白蛇神社

御祭神 宇賀之御魂神
    弁財天

鎮座地 山口県岩国市今津町六丁目四番
     白蛇資料館敷地内



狛犬ならぬ狛蛇?米俵に乗っかっている。
 山口県岩国市に白蛇がいる。
天然記念物 「岩国のシロヘビ」なのだ。

 このシロヘビは、文化財として保存することを義務づけられており、また学術的価値の認識を高めるために諸施設が設置されて、公開されているのだ。錦帯橋のある吉香公園内に白蛇観覧室があり、また今津町の白蛇資料館には、白蛇神社がお祭りされている。
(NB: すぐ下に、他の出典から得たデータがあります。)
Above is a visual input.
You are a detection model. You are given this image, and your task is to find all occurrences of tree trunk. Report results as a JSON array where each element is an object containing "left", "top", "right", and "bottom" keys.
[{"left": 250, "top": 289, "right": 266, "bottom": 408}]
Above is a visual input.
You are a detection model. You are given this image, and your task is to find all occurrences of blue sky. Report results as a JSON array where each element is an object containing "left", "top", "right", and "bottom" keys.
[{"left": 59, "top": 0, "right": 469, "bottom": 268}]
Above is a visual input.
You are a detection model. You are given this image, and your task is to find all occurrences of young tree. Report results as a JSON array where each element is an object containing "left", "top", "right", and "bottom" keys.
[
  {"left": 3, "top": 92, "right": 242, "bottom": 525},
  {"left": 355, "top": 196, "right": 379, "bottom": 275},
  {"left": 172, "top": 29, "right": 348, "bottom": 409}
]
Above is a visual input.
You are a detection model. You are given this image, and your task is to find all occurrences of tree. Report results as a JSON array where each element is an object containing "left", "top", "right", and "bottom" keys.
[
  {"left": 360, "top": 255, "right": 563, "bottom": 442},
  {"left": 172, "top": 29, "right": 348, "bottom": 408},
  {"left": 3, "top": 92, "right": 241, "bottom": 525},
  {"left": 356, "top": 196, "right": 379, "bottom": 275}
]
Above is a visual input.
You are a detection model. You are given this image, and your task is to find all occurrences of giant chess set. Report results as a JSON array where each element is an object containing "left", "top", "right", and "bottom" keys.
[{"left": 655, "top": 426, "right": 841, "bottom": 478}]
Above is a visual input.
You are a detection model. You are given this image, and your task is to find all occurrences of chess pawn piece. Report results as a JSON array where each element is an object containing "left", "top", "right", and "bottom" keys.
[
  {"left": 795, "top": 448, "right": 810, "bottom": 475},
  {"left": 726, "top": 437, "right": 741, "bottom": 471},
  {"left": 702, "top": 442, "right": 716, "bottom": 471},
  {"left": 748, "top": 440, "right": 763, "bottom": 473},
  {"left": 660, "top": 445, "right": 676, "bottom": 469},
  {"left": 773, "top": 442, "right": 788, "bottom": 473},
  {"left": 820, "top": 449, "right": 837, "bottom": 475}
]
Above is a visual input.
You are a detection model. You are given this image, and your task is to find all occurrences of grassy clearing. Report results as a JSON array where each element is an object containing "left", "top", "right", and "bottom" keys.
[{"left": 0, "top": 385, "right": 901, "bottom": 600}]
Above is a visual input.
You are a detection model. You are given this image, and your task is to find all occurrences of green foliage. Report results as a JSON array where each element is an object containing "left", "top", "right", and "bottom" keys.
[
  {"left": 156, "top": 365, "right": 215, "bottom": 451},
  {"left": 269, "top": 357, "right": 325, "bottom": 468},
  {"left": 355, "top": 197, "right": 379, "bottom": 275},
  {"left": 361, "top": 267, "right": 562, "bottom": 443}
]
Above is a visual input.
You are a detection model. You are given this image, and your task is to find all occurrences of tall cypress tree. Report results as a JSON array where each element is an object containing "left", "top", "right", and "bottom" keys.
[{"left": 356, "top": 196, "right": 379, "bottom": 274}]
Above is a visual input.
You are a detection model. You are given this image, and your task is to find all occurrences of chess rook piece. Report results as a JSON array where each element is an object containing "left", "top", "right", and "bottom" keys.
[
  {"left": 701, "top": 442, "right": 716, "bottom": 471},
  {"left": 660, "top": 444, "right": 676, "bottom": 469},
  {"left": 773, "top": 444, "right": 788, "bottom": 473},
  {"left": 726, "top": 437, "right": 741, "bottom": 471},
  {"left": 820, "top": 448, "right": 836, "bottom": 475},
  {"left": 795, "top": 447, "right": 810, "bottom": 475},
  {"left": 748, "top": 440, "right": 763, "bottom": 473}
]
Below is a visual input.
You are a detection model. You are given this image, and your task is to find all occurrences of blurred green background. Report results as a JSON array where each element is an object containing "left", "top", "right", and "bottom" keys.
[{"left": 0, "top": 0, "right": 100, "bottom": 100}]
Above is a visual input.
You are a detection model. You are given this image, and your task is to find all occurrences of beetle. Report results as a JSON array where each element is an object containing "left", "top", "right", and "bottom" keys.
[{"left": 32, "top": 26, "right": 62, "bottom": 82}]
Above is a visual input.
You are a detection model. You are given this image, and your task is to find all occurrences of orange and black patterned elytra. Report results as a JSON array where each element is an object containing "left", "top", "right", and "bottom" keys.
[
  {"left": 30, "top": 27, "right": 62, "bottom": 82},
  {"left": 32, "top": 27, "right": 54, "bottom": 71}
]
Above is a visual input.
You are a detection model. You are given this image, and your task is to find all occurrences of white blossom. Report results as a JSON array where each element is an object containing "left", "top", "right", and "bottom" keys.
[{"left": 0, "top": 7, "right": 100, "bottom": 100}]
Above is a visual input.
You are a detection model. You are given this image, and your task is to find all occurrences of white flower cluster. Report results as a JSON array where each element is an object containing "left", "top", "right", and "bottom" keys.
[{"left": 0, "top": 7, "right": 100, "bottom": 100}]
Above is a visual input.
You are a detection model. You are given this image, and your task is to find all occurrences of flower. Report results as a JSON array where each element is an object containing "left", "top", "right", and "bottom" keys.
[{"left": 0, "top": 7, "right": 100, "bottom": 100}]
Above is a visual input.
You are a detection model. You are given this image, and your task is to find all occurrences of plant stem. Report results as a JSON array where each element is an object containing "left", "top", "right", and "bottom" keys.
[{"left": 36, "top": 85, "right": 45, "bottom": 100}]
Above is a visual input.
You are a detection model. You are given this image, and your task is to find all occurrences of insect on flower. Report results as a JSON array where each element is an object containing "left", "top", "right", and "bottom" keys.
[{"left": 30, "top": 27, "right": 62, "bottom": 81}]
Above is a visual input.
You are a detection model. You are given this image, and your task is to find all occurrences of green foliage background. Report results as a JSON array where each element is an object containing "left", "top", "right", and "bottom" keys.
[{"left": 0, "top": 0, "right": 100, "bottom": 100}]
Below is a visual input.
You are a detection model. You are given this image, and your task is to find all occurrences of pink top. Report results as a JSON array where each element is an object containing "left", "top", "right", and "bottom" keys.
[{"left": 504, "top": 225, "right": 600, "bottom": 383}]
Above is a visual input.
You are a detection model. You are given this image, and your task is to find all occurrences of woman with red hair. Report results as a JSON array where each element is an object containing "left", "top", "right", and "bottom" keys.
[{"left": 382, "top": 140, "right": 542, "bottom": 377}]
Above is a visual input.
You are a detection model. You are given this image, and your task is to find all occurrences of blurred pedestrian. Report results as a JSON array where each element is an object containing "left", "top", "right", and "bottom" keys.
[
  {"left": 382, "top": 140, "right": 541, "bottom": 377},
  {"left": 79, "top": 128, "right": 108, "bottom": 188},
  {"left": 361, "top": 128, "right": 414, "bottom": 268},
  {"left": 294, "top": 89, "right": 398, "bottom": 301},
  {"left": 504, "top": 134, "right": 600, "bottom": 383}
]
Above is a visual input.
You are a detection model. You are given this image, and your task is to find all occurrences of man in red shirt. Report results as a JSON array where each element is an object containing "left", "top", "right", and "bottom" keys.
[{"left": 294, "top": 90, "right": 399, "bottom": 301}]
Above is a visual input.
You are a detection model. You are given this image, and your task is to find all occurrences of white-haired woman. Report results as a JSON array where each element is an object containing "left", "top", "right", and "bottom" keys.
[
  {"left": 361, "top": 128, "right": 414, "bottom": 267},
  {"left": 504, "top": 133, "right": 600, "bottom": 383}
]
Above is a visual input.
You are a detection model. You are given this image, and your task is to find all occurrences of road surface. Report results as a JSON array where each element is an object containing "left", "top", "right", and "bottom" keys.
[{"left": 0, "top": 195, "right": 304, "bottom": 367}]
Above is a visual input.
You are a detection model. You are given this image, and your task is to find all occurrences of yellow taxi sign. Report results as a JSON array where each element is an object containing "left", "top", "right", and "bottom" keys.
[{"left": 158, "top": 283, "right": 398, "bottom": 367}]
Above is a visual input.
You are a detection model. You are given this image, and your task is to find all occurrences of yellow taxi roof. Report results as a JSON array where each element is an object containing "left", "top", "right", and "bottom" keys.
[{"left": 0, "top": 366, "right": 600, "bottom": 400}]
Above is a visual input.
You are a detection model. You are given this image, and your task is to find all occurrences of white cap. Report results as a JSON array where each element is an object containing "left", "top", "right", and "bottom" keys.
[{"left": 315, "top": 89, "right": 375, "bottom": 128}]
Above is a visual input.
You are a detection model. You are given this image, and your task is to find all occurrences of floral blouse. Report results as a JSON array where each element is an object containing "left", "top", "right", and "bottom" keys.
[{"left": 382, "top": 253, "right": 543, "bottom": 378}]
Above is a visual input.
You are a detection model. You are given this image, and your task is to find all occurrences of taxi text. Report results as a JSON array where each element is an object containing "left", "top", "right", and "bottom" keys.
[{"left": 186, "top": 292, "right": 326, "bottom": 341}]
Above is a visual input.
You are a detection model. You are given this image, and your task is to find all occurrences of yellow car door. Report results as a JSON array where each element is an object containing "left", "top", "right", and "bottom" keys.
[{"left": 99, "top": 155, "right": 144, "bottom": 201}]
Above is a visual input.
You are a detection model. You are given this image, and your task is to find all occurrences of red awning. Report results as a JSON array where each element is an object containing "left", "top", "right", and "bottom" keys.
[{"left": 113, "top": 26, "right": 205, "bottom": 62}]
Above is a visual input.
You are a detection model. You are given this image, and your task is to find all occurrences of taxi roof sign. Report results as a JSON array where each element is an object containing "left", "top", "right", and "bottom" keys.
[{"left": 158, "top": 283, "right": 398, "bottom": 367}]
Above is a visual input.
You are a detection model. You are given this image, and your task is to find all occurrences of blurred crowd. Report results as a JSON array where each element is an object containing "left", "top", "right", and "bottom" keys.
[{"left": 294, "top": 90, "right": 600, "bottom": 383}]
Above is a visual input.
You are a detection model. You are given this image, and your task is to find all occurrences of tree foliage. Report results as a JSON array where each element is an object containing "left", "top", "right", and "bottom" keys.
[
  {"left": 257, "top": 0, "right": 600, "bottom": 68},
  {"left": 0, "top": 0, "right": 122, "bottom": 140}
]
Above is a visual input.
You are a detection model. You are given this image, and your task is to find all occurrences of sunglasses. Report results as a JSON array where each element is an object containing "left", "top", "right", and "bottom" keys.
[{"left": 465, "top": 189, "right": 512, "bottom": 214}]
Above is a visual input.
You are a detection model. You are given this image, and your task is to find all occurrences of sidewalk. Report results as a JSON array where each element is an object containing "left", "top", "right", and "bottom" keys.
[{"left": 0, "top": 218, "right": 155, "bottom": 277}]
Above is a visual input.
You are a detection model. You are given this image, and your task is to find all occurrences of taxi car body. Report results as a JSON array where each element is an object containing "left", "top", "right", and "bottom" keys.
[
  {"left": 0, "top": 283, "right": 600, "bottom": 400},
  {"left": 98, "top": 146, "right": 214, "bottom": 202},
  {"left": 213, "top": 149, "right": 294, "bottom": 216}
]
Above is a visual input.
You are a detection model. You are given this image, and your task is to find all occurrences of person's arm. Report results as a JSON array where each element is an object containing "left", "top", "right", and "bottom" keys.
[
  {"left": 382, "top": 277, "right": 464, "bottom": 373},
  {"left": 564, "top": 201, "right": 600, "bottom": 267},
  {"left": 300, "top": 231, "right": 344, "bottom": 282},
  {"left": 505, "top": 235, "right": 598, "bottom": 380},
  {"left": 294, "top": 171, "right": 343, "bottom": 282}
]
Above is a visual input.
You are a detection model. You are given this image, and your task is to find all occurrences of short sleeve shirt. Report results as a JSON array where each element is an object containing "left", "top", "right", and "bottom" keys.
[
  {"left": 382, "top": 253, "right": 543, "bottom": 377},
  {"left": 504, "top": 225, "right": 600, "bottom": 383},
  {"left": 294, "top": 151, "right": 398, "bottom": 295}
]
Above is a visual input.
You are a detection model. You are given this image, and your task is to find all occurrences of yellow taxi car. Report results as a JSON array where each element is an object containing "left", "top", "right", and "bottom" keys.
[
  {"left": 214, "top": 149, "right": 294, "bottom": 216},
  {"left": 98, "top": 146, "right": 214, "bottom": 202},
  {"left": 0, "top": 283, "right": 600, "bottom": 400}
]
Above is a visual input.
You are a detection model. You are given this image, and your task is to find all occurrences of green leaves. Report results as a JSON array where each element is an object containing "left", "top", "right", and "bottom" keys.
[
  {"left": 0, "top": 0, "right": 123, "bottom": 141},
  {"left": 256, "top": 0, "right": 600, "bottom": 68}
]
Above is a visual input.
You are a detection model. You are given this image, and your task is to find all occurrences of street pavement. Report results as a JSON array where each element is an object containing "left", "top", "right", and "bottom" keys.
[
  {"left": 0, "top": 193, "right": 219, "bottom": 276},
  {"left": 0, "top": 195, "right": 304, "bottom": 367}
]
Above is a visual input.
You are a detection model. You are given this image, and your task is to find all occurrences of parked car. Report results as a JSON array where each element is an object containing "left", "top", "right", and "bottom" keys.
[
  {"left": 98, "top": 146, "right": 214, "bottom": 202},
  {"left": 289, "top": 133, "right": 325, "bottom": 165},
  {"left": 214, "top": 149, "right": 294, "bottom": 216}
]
「白蛇神社」とは、御利益がありそうぢゃぁないか!ということで、早速行ってみることにした。
 シロヘビは、ルビーのような赤い目で、全身は白く(中には黄金っぽいのも)光沢があり、見るからに神秘的だ。怪しい。
 しかし、性質はおとなしく従順で人に危害を加えることはないそうだ。

 シロヘビの最初の記録として残っているものが、およそ250年前に書かれた「岩邑年代記」で、1738年6月千石原(現在の横山三丁目)に出現したと記されている。

日向ぼっこですろうか?

 約380年前、関ヶ原の戦いで岩国に移封された17代藩主吉川広家が錦見一帯で米作りに努めた頃、多くの米倉でネズミをエサにしていたアオダイショウが色素細胞のない変種で、それが遺伝し生まれてきたとされている。当時の人々はこの珍しいヘビを、有益で幸運を呼ぶ家の守り神として大切に保護したと考えられ、その数も増したといわれている。
 大正13年12月9日、錦川をはさんだ今津、麻里布、川下地区が国の天然記念物に指定され、昭和47年8月には、「岩国のシロヘビ」と指定替えされた。
【この項「岩国のシロヘビ」パンフより抜粋】

白蛇観覧所(吉香公園内)に展示されていた、白蛇神社の写真。説明書きによると、
「白蛇神社に於いて 雪解けの時に出来た
自然現象です。雪紐<ゆきひも>」だそうな。
 まさしく、シロヘビのやう…。



一見すると、供養塔だけに見える。

供養塔の中にお社が。
 資料館の敷地を奥に進むと、なにやら観音様とお地蔵様がお祀りされているコンクリート製の供養塔みたいな建物があった。お社はどこだろうと一旦は通り過ぎた。
 看板を見なかったわけではないが、やはりここなのか…。弁財天と矢印の書かれた階段を登ると、小さなお社がお祀りされていた。

蛇の「蛙股」です。

 御由緒によると、御祭神の弁財天は、印度から伝わった神で、人に福徳並に子孫を賦与する神と信ぜられ、四臂で琵琶を弾じ、頭に白蛇を巻き、白鳥に跨れるお姿から、白蛇が弁財天の使者として、昔から広く人々に崇拝されています。
 また宇賀之御魂神も弁財天と同じく佛説に因れる神名で、古来より稲を掌る神、福徳の神で、宇賀耶という語が梵語で白蛇を意味しているため、中世よりこの神様のお使いが白蛇であると信じられ、財宝の神として崇められてきました。

 錦川河口(今津川)沿岸の岩国吉川藩の米倉を、白蛇がお守りしたという伝説がある。
 御神徳は、福徳・金運・開運・厄除など。吉日、巳の日、たつ、みつ、なる、の日などに参詣すると、福徳が得られるそうです。